A new massive data breach was recently discovered by security researchers. Apparently, on October 16, 2019 Data Viper security researchers Bob Diachenko and Vinny Troia discovered a wide-open Elasticsearch server which contained “an unprecedented 4 billion user accounts spanning more than 4 terabytes of data.”
This server was accessible without the need of authentication, which exposed the data of more than 1.2 billion unique individuals. This makes the data breach one of the largest data leaks from a single source so far.
Information of 1.2 Billion Individuals Exposed
The Elastic search server that contained the exposed information was unprotected and accessible through a web browser at https://35.199.58.125:9200, the researchers said, adding that no password or any form of authentication was in place to protect the data.
It should be noted that Elasticsearch stores its information in an index, which is similar to a database. Most of the data spanned 4 separate data indexes, labeled “PDL” and “OXY”, with information on approximately 1 billion people per index. Each user record had one of these two labels as a source field.
Based on Data Viper’s analysis of the data, it is now safe to assume that the data in the PDL indexes came from People Data Labs, which is a data aggregator and enrichment company.
The researchers de-duplicated the nearly 3 billion People Data Labs (PDL) user records and discovered 1.2 billion unique people and 650 million unique email addresses. These numbers correspond to the statistics provided on the People Data Labs website.

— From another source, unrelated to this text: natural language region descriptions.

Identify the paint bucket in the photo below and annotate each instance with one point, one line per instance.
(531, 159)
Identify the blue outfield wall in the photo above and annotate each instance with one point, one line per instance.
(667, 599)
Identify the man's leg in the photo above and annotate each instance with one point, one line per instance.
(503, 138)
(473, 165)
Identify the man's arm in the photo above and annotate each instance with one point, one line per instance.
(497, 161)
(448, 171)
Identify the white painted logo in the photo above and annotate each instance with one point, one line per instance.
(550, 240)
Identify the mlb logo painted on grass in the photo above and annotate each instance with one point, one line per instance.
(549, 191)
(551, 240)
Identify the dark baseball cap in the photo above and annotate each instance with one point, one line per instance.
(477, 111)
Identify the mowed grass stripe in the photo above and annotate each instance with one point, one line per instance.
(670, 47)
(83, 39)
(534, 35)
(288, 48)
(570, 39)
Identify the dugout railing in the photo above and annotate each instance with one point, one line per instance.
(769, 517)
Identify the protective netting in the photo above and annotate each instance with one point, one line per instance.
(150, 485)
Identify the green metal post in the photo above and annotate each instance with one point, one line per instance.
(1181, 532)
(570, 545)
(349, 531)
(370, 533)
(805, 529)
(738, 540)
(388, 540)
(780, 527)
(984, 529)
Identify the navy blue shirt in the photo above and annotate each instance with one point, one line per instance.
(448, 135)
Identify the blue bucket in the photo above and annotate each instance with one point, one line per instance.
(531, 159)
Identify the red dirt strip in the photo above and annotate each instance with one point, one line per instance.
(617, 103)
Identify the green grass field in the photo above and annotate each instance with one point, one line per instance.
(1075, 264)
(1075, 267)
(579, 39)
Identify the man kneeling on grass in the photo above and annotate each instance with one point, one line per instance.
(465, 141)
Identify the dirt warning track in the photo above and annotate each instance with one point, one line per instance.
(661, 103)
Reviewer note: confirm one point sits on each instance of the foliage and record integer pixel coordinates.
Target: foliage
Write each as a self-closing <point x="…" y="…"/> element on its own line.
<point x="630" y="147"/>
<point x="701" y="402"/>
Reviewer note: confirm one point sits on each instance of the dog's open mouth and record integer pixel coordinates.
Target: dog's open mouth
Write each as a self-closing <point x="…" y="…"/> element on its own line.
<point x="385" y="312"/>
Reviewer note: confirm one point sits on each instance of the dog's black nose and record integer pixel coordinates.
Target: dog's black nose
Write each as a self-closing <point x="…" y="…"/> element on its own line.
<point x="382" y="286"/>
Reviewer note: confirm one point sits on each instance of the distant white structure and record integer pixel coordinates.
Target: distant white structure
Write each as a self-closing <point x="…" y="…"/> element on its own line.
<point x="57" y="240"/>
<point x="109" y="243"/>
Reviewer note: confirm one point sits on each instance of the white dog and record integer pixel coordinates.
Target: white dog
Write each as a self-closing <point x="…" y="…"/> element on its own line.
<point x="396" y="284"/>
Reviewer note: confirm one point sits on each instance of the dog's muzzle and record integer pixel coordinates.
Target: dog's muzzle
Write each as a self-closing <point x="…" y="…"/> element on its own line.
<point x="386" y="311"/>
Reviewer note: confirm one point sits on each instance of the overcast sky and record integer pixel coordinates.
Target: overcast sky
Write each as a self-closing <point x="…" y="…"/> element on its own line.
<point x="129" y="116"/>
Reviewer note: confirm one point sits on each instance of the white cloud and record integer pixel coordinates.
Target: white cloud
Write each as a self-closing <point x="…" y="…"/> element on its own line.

“The data within the three different PDL indexes also varied slightly, some focusing on scraped LinkedIN information, email addresses and phone numbers, while other indexes provided information on individual social media profiles such as a person’s Facebook, Twitter, and Github URLs,” the report said.
It is noteworthy that the PDL application can be used to search more than 1.5 billion unique people as well as personal addresses, email addresses, LinkedIn URLs, and phone numbers.
The data discovered on the open Elasticsearch server was almost a complete match to the data being returned by the People Data Labs API. The only difference being the data returned by the PDL also contained education histories. There was no education information in any of the data downloaded from the server. Everything else was exactly the same, including accounts with multiple email addresses and multiple phone numbers.
As for the data labeled with “OXY”, an analysis led the researchers to OxyData.io, which is also a data enrichment company. “OxyData’s website claims to have 4TB of user data (exactly the amount discovered), but only 380 million people profiles,” the report said. Most of this data was scraped from LinkedIn, including recruiter details. The researchers contacted OxyData and found out that the server didn’t even belong to them.
The company refused giving access to the API so that the researchers could test and compare profiles. However, the company sent a copy of the researcher’s own record, which also confirmed that it was scraped from LinkedIn and matched with the individual.
“Due to the sheer amount of personal information included, combined with the complexities of identifying the data owner, this has the potential to raise questions on the effectiveness of our current privacy and breach notification laws,” Data Viper concluded.